(NASHVILLE, Tenn.) — Nashville, Tennessee police are investigating a privately operated juvenile detention center where four teens, including two accused of murder, were able to escape through the front door, police said Monday.
Youth Opportunity Investments, the private detention contractor that manages the Davidson County Juvenile Detention Center, waited more than a half hour before it told police that the teens escaped, according to the Metro Nashville Police Department, which is investigating the circumstances surrounding Saturday night’s escape.
“In 30 minutes, with a fast walk, you could be 2 miles away,” Metro Nashville Police Department Chief Steve Anderson told reporters Monday. “I don’t have any indication that a crime has been committed, that there was some overt act to assist in their escape, but certainly a lot of gross negligence.”
Murder suspects Decorrius Wright, 16, and Morris Marsh, 17, allegedly ran out of the Davidson County Juvenile Detention Center at around 10 p.m. Saturday night along with two other inmates, identified as 17-year-old Brandon Caruthers and 15-year-old Calvin Howse, authorities said Sunday.
The teens were on a work detail when their staff supervisor left them to address a fight at another location inside the facility, according to police. They managed to get onto an elevator and used staff protocols to ride to the unsecured ground floor where they went through a series of doors and exited to the outside.
Authorities said an employee of the detention center drove around the area looking for the escapees for 35 minutes before he eventually called police for assistance.
The teens had not been apprehended as of late Monday night. Investigators said they more than likely had assistance once they were outside.
Youth Opportunity said it was conducting an internal investigation into how the teens managed to escape. It said four employees had been placed on suspension pending the results of the internal probe, according to Nashville ABC affiliate WKRN-TV.
“Youth Opportunity has provided a safe and secure environment for the youth and the citizens of Nashville.
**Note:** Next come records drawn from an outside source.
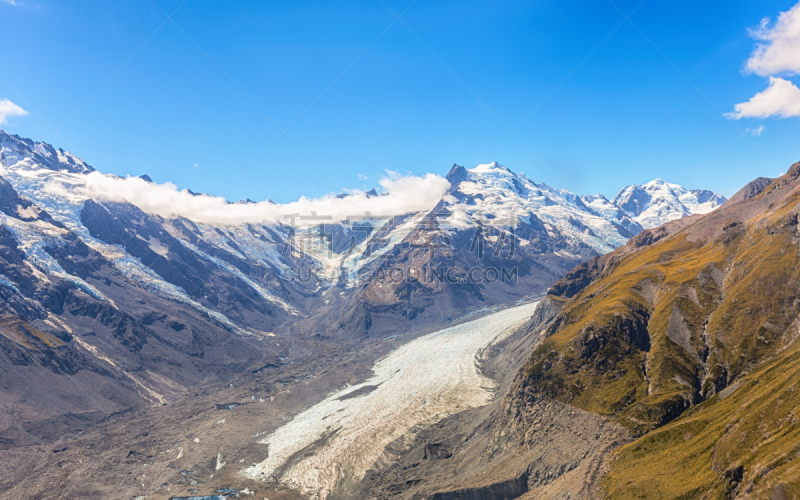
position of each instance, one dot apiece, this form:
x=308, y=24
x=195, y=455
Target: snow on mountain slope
x=493, y=191
x=489, y=195
x=658, y=202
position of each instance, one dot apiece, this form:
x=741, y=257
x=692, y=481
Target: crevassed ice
x=421, y=382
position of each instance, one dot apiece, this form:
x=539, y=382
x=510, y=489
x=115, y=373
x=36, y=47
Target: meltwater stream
x=422, y=382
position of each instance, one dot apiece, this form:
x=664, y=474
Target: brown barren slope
x=686, y=336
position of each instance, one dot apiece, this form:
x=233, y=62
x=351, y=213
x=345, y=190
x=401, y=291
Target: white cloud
x=781, y=98
x=779, y=50
x=402, y=195
x=8, y=109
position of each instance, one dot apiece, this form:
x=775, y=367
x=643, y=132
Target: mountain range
x=108, y=308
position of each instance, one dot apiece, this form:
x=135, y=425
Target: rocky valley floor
x=346, y=425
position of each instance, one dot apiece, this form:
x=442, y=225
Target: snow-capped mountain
x=150, y=304
x=658, y=202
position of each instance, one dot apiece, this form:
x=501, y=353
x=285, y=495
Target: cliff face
x=686, y=336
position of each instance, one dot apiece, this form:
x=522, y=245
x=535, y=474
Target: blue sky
x=595, y=101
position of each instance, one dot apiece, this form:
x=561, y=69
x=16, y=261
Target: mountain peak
x=657, y=202
x=41, y=154
x=493, y=167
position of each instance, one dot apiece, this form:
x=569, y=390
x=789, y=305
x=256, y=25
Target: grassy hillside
x=687, y=337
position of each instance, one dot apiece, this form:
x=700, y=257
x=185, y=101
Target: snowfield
x=424, y=381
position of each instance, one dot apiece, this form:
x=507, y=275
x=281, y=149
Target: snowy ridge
x=561, y=224
x=659, y=202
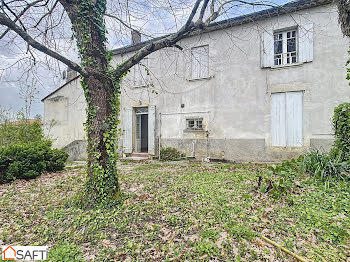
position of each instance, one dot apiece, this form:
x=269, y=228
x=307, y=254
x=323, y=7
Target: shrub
x=323, y=165
x=341, y=125
x=170, y=154
x=29, y=160
x=65, y=252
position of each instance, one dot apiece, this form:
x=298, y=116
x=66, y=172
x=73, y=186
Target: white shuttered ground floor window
x=287, y=119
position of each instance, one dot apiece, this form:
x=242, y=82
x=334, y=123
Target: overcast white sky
x=151, y=17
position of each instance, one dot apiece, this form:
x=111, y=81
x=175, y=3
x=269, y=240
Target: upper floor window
x=285, y=47
x=194, y=123
x=141, y=73
x=200, y=62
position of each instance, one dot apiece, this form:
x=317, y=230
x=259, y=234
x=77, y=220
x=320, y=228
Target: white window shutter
x=204, y=61
x=278, y=119
x=195, y=64
x=267, y=50
x=151, y=130
x=294, y=118
x=306, y=43
x=127, y=131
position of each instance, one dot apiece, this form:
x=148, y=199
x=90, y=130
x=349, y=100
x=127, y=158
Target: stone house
x=259, y=87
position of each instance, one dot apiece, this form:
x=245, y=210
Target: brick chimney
x=69, y=74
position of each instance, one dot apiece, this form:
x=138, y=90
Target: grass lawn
x=179, y=211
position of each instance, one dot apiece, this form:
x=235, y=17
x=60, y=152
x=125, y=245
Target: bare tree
x=100, y=81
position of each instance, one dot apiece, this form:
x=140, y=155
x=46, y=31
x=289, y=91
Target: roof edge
x=42, y=100
x=240, y=20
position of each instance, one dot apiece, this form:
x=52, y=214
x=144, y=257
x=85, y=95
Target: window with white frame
x=194, y=124
x=141, y=73
x=285, y=47
x=200, y=62
x=287, y=119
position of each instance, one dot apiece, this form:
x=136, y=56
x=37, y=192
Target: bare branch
x=47, y=14
x=125, y=24
x=19, y=16
x=4, y=20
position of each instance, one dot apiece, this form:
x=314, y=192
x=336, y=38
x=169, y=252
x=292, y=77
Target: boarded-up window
x=287, y=119
x=200, y=62
x=141, y=73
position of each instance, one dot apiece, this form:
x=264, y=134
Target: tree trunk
x=101, y=127
x=101, y=90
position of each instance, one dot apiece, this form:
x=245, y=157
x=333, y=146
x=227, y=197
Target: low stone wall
x=76, y=150
x=241, y=150
x=238, y=150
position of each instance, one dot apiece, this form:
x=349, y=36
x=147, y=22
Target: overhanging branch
x=4, y=20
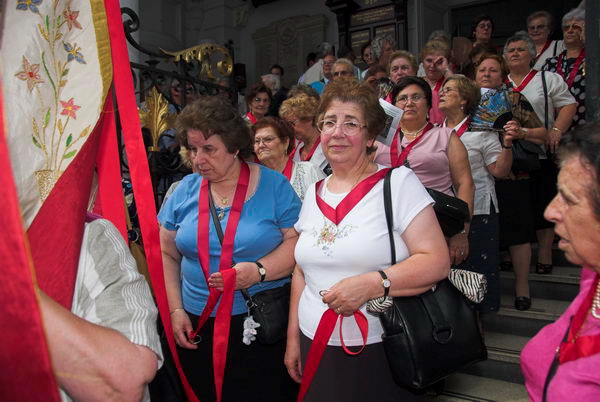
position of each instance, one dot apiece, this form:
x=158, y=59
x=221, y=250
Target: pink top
x=429, y=159
x=577, y=380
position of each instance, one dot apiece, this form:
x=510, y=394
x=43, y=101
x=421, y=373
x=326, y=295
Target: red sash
x=324, y=331
x=577, y=346
x=525, y=81
x=461, y=130
x=396, y=158
x=358, y=193
x=223, y=318
x=287, y=170
x=559, y=69
x=546, y=46
x=251, y=117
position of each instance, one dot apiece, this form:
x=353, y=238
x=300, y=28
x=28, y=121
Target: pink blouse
x=577, y=380
x=429, y=159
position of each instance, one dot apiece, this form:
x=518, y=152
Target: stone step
x=508, y=320
x=562, y=284
x=465, y=387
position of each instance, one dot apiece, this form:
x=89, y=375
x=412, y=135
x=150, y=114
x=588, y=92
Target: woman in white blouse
x=273, y=142
x=489, y=157
x=343, y=251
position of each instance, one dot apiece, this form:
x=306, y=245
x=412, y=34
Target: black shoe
x=543, y=269
x=522, y=303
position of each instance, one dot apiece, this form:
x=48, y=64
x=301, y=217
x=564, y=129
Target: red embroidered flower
x=30, y=73
x=69, y=108
x=71, y=18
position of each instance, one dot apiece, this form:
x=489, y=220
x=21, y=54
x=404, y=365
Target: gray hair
x=345, y=62
x=522, y=36
x=574, y=14
x=377, y=44
x=439, y=34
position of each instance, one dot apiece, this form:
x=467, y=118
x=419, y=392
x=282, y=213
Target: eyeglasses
x=349, y=128
x=403, y=99
x=536, y=27
x=265, y=140
x=341, y=73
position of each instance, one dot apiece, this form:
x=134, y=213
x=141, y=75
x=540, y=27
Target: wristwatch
x=385, y=282
x=261, y=271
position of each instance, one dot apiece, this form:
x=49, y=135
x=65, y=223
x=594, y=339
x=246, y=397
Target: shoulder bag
x=429, y=336
x=270, y=308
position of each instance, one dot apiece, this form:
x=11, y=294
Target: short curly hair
x=213, y=115
x=302, y=106
x=350, y=91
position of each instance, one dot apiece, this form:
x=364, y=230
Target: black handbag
x=429, y=336
x=451, y=212
x=270, y=308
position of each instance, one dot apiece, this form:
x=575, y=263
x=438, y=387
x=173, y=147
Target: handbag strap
x=219, y=230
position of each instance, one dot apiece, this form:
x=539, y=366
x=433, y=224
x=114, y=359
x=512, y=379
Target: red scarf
x=396, y=158
x=559, y=67
x=577, y=346
x=223, y=318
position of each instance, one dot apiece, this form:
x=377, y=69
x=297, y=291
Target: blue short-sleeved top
x=273, y=206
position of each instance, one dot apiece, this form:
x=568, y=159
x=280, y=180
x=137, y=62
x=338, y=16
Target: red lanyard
x=223, y=318
x=546, y=46
x=577, y=346
x=461, y=130
x=251, y=117
x=525, y=81
x=350, y=200
x=312, y=151
x=573, y=73
x=319, y=343
x=287, y=170
x=398, y=160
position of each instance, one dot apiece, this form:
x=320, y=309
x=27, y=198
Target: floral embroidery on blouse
x=328, y=234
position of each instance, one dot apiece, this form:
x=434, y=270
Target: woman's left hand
x=459, y=248
x=346, y=296
x=246, y=276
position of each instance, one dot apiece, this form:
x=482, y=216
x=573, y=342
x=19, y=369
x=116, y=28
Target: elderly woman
x=300, y=112
x=554, y=106
x=539, y=28
x=259, y=99
x=435, y=56
x=570, y=64
x=435, y=154
x=256, y=208
x=561, y=362
x=343, y=256
x=488, y=158
x=273, y=142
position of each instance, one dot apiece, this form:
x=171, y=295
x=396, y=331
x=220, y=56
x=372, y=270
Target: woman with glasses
x=539, y=28
x=273, y=142
x=435, y=154
x=259, y=99
x=343, y=251
x=570, y=63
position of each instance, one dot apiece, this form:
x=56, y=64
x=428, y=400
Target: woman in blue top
x=257, y=209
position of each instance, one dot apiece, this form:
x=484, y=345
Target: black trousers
x=252, y=373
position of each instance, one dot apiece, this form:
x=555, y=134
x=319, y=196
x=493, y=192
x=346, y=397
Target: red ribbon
x=398, y=160
x=223, y=318
x=546, y=46
x=577, y=346
x=322, y=336
x=289, y=166
x=140, y=175
x=573, y=73
x=350, y=200
x=525, y=81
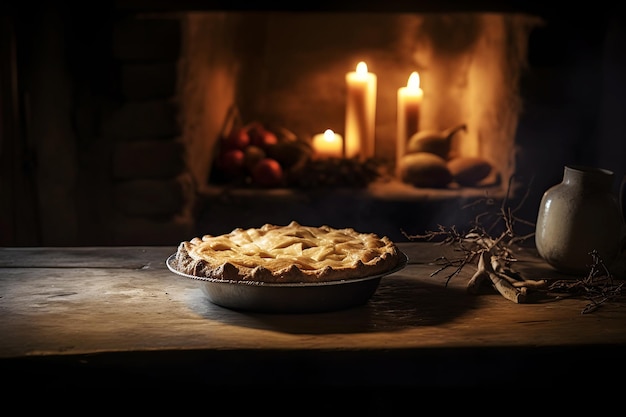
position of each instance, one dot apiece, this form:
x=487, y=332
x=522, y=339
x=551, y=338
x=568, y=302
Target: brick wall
x=152, y=191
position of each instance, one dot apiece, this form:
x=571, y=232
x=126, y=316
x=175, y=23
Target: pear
x=433, y=141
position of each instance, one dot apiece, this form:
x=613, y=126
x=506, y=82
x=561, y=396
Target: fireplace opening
x=125, y=123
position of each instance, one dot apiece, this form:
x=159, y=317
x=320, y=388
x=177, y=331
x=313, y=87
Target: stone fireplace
x=114, y=123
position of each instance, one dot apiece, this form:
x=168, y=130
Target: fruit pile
x=256, y=155
x=260, y=156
Youth Opportunity has heretofore experienced very few safety and security breaches,” the company said in a statement. “Youth Opportunity acknowledges that several members of its security personnel made improper decisions that, when combined, led to an opportunity for the four youth to leave the facility.”
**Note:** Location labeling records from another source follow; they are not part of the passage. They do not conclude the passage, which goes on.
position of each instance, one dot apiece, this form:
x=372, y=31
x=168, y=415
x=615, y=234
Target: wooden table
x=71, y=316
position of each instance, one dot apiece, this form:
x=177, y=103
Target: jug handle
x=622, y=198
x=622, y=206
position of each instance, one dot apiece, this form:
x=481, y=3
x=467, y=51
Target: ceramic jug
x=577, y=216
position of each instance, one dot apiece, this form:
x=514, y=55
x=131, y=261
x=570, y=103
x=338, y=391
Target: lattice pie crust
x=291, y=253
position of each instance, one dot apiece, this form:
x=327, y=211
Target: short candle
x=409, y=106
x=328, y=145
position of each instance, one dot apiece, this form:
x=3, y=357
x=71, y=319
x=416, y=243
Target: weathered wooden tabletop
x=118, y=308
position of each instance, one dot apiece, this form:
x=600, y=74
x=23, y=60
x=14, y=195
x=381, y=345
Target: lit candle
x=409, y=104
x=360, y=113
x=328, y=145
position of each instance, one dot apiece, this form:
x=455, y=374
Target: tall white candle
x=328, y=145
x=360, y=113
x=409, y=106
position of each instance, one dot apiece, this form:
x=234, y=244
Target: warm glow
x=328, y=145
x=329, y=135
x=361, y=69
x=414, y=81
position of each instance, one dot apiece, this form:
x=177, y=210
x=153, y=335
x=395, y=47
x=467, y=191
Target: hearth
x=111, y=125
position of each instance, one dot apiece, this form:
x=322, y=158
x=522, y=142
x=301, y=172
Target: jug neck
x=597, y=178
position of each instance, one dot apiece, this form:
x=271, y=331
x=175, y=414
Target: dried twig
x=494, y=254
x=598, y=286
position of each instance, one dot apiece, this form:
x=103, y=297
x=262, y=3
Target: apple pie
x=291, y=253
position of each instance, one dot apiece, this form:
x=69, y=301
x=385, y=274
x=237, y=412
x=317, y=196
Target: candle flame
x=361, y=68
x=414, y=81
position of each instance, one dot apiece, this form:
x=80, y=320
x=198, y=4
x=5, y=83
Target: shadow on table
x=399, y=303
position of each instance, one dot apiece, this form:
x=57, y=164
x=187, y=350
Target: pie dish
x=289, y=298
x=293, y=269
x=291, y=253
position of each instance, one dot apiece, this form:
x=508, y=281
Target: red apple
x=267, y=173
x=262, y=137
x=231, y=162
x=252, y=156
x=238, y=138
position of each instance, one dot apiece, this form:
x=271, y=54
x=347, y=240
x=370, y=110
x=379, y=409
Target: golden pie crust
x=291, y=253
Anderson said he “had more questions than I had answers” after reviewing a copy of Youth Opportunity’s internal report, which is why he requested an investigation.
“In looking at their own internal report, I just saw a pattern of people not paying attention to what they should be doing, so that’s the reason that I called for the review,” Anderson said.
“What I saw in their report appeared to be a pattern of maybe nonchalant behavior,” Anderson said.
Authorities said the teens are considered dangerous and are asking for the public’s help in locating them.
Wright is accused of the murder of 24-year-old Kyle Yorlets, a Nashville musician who was fatally shot in an alley behind his home in February, according to police. Marsh is suspected of killing 19-year-old Charles Easley in April.
Caruthers had been transferred to adult court on an August 2018 armed robbery case in south Nashville, according to police. Howse was last arrested Nov. 21 on charges of auto theft and gun possession, police said.
ABC News does not normally name juveniles, but are doing so because police said they are dangerous individuals and have released their names and photos. Anyone with information about the escapees is asked to immediately call Nashville’s Emergency Communications Center at 615-862-8600.